第44話STAND ~狼煙を上げる刻~ Part.3

「さぁて、どうする? 拾った命をとっておくのか、それとも、まだやるかい?」


 魔物達にしてみれば、グリムはまさに仲間を殺した仇であるから、彼らが少なからず怒りを抱いているのは必然と言え、むしろ咆哮とあげて飛びかかるのが自然とさえ思える。

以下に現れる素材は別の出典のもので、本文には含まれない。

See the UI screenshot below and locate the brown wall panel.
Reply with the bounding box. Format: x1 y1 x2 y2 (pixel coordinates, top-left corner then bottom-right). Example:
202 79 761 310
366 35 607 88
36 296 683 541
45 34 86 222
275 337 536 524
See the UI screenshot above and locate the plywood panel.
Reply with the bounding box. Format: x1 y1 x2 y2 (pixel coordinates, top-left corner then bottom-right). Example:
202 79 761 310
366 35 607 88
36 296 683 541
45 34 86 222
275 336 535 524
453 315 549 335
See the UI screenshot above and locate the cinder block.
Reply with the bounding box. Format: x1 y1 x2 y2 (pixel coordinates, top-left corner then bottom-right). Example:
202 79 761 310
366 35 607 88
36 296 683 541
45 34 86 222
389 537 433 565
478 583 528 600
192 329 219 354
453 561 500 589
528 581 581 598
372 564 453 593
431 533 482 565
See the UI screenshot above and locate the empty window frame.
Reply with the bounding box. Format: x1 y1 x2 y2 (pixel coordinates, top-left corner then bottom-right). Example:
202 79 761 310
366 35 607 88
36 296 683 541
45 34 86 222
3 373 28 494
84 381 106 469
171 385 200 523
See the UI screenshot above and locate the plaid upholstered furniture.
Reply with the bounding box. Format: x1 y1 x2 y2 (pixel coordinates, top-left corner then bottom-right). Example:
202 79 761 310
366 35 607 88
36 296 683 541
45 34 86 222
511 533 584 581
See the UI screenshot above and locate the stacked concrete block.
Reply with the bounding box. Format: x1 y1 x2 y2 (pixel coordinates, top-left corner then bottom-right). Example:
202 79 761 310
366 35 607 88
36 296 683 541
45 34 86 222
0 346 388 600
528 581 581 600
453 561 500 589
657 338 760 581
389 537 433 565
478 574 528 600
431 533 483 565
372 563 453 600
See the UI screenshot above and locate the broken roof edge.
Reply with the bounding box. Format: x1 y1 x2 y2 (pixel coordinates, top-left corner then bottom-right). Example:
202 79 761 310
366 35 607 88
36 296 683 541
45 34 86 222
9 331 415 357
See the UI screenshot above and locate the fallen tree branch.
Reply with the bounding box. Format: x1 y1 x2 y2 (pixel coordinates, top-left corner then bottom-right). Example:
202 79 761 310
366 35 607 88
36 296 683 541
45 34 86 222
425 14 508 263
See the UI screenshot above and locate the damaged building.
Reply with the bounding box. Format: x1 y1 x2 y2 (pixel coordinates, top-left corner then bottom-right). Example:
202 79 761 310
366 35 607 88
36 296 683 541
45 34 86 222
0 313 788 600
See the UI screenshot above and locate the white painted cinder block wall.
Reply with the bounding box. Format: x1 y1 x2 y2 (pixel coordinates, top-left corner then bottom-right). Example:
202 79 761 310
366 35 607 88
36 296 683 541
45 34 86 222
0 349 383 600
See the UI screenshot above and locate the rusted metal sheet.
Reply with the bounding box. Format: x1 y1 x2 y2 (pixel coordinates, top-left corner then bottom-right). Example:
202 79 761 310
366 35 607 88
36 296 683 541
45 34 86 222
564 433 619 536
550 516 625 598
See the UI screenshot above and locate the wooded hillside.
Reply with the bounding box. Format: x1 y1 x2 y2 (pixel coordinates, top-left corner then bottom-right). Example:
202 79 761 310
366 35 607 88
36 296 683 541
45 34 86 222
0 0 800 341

 しかしだ。魔物達は怖じけ、そして一歩さえ踏み出せずにいた。知能が低くとも、或いは理性が消失していようとも理解出来る事柄によって――。


 彼等に語りかけているのは本能である。


 もし仮に、いま立っている場より一歩でも前に出るのなら、それはつまり眼前に拡がる死体野原の一部になるのと同義で、目の前にいる人間は、きっと容易くその想像を現実の物とするであろうという直感。


 戦力差は数にして三千対二だったが、蓋を開けてみれば三千対一騎当千が二人という事態。

 いかに死を恐れぬ魔物といえども、進んで崖から飛ぶような無謀に挑むものは早々いない。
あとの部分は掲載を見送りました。